I let myself want her.

I let myself touch her.

I lift my bloody hand and cup her face.

I shouldn’t touch her.

I shouldn’t want her.

But I do.

“You make me want to be ready,” she whispers.

“And you make me want to be reckless, firefly,” I tell her honestly.

She presses her lips to my wrist and says, “Then let’s be ready and reckless together.”

When I pull her to me and kiss her this time, there’s no interruption.

Only a raging fire that completely consumes both of us.

Constance grabs the back of my neck with certainty. Like she’s made her decision and doesn’t plan to walk it back.

My hands find her waist. Her thighs. Her jaw. I kiss her like she’s my last breath. Like touching her could erase every awful thing I’ve ever done.

It can’t.

But being this close to her, someone so good, touching every inch of her, still feels like salvation.

When we eventually make it down the hall to my bedroom, the world narrows to nothing but heat. I finally lift her sexy dress over her head. She tugs my shirt off.

After that, every kiss is a promise I can’t keep. Every breath is a confession I can’t make.
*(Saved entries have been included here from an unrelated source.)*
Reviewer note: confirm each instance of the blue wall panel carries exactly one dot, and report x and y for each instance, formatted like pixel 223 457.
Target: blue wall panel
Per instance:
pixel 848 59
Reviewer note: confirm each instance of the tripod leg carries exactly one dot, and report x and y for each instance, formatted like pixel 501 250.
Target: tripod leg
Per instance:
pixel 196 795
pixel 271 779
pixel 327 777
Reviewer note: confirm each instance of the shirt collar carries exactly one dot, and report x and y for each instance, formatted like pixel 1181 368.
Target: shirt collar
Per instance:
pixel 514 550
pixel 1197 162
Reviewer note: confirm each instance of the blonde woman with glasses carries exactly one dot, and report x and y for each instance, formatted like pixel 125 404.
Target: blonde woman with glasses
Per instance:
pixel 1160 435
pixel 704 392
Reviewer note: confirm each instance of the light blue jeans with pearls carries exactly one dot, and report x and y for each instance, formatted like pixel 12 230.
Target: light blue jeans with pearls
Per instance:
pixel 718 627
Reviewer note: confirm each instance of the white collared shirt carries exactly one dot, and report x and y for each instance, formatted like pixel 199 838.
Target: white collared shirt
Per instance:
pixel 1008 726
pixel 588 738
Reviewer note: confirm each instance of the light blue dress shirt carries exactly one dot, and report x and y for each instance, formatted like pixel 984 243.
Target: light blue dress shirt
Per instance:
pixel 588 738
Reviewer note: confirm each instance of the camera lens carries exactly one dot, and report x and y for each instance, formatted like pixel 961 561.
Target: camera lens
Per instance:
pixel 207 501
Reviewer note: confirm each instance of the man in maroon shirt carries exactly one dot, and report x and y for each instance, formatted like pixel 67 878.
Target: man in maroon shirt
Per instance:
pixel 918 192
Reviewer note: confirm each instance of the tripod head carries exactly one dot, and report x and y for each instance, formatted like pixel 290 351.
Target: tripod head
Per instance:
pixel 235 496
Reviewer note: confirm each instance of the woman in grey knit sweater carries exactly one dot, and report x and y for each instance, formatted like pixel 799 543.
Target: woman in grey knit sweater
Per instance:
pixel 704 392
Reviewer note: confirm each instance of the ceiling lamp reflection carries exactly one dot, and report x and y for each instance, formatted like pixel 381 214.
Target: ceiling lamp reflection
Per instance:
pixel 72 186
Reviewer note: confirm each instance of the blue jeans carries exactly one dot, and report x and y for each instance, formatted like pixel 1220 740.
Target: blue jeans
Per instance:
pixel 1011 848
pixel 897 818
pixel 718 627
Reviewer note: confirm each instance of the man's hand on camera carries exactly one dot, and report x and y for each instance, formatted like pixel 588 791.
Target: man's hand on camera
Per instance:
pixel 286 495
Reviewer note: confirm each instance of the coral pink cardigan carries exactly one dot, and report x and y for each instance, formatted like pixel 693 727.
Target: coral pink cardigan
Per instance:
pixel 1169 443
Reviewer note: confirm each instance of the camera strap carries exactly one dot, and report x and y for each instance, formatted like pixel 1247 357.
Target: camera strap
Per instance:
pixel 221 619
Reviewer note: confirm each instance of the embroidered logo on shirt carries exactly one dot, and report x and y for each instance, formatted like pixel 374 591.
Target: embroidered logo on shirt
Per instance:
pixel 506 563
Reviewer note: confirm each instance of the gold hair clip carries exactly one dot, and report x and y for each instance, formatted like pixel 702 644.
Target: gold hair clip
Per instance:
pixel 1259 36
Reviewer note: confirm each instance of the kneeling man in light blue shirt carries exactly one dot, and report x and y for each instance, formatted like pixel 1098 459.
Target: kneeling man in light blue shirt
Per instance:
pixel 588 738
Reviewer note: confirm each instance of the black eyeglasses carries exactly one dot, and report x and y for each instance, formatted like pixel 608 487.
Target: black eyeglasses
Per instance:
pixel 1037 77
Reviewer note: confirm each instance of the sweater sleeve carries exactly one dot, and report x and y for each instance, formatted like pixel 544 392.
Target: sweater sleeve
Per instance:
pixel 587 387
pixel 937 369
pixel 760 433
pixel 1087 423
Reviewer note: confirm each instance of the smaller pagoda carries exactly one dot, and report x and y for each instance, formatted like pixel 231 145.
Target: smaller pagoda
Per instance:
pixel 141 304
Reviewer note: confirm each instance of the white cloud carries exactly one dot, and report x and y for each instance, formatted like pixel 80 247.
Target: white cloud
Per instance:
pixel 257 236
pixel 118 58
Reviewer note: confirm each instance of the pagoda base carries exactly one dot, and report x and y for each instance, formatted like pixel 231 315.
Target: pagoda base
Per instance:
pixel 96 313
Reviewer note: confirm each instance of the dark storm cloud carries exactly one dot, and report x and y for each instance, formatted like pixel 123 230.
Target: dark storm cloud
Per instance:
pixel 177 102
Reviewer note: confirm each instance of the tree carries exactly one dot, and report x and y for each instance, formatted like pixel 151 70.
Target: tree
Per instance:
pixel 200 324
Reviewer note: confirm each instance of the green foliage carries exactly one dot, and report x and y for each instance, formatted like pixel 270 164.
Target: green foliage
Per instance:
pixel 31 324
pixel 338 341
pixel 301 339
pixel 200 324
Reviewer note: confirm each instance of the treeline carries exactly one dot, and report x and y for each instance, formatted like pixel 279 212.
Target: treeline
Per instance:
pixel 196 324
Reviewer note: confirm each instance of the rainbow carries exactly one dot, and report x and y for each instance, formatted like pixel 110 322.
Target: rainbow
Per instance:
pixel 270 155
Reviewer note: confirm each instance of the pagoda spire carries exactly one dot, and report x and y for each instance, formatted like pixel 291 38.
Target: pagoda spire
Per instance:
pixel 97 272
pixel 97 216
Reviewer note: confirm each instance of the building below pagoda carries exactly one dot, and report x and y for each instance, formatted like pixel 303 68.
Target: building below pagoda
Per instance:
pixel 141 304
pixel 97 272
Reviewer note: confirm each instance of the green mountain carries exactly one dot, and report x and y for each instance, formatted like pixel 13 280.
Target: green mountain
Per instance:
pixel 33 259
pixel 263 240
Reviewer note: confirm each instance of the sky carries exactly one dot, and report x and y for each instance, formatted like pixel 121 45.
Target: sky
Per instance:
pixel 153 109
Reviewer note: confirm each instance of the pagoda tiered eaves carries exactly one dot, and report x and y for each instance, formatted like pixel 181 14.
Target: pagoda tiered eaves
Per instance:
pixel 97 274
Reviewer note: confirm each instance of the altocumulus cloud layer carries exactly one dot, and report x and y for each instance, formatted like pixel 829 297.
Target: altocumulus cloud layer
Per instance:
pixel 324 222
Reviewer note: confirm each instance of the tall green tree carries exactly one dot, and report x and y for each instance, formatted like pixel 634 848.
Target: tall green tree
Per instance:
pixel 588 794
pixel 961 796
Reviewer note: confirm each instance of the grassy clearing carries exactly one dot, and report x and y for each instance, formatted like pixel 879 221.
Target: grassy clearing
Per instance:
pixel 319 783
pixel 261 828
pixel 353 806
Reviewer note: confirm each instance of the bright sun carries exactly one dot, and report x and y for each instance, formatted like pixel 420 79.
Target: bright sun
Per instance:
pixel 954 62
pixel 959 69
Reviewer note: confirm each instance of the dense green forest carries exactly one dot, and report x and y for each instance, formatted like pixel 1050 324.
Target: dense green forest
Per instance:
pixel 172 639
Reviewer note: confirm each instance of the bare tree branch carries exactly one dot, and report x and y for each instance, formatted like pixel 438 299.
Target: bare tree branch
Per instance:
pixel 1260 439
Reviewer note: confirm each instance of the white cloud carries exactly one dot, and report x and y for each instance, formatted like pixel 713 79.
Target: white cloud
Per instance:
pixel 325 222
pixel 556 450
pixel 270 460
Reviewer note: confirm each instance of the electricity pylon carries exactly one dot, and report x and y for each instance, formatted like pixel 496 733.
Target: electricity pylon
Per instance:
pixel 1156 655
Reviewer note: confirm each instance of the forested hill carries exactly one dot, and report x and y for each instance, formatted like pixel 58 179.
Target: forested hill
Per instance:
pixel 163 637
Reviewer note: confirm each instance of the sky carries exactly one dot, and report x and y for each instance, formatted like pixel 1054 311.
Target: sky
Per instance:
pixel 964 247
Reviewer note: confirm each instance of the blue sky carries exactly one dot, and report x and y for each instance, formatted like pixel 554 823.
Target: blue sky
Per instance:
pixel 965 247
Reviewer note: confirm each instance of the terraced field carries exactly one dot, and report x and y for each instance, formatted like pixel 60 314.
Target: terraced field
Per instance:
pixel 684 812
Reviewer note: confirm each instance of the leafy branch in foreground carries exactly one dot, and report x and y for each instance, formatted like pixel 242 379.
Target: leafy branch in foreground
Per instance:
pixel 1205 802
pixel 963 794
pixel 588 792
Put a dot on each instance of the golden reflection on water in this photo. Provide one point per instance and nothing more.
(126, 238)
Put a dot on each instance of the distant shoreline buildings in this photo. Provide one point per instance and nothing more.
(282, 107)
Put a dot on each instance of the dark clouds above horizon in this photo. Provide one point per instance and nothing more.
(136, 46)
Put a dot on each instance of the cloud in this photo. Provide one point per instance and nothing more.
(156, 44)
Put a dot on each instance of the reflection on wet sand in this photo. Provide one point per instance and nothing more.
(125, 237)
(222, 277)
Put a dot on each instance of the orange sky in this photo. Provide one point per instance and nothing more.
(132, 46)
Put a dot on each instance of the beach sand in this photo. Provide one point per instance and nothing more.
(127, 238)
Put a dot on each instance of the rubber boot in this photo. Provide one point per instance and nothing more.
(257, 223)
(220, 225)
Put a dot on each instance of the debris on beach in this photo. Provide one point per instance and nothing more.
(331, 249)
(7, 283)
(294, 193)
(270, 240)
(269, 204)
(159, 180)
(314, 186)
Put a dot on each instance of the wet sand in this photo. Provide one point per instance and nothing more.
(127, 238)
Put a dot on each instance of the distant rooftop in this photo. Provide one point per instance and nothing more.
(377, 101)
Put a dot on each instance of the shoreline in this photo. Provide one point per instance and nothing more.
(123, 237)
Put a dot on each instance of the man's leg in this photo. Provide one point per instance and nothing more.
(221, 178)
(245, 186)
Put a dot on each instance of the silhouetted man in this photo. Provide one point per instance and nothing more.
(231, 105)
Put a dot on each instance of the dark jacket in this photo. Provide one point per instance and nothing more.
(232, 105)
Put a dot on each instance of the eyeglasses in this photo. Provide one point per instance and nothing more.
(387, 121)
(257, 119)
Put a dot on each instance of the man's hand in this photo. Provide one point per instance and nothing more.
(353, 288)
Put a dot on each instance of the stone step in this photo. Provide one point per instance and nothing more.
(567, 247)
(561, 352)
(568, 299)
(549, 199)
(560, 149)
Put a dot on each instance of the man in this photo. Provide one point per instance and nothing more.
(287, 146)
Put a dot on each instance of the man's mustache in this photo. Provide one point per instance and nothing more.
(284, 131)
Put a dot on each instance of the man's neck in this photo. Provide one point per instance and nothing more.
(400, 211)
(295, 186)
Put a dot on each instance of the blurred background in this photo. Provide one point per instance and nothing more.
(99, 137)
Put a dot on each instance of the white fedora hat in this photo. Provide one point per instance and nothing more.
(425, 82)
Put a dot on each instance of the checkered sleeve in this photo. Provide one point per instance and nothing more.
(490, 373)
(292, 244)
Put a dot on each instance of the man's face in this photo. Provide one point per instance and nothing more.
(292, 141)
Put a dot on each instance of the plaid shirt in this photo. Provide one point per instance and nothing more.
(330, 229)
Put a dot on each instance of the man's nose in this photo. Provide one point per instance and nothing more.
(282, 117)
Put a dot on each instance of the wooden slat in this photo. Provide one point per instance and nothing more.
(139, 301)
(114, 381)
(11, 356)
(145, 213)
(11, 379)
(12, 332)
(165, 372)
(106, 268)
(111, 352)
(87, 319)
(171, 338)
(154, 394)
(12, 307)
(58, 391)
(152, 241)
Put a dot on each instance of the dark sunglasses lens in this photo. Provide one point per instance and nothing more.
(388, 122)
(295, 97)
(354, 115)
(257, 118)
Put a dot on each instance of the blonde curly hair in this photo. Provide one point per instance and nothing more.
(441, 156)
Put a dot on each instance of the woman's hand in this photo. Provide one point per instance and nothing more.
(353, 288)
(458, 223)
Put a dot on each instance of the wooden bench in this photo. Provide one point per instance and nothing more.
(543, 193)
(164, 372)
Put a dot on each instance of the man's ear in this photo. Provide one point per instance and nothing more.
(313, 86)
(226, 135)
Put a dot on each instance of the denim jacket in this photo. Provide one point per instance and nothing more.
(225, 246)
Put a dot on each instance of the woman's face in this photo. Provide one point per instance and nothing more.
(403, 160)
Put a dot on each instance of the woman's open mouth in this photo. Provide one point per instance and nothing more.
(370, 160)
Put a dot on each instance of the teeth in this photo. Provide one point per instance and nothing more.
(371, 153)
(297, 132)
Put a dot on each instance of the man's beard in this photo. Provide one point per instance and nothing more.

It’s all I can do to slow her down enough to retrieve the condom from the nightstand.

On my bed, Constance straddles my lap and her fingers twist in my hair. Her lips brush over my shoulder, then my neck while I roll on our protection before our mouths crash together. She tastes like fury and grief and desire.

I let her take control.

Because I want to see the woman beneath the fiery vengeance.

And I want her to see the man beneath the violence and blood.

I watch her ride me, frantic, desperate, until she clenches around my length. She feels like fucking heaven.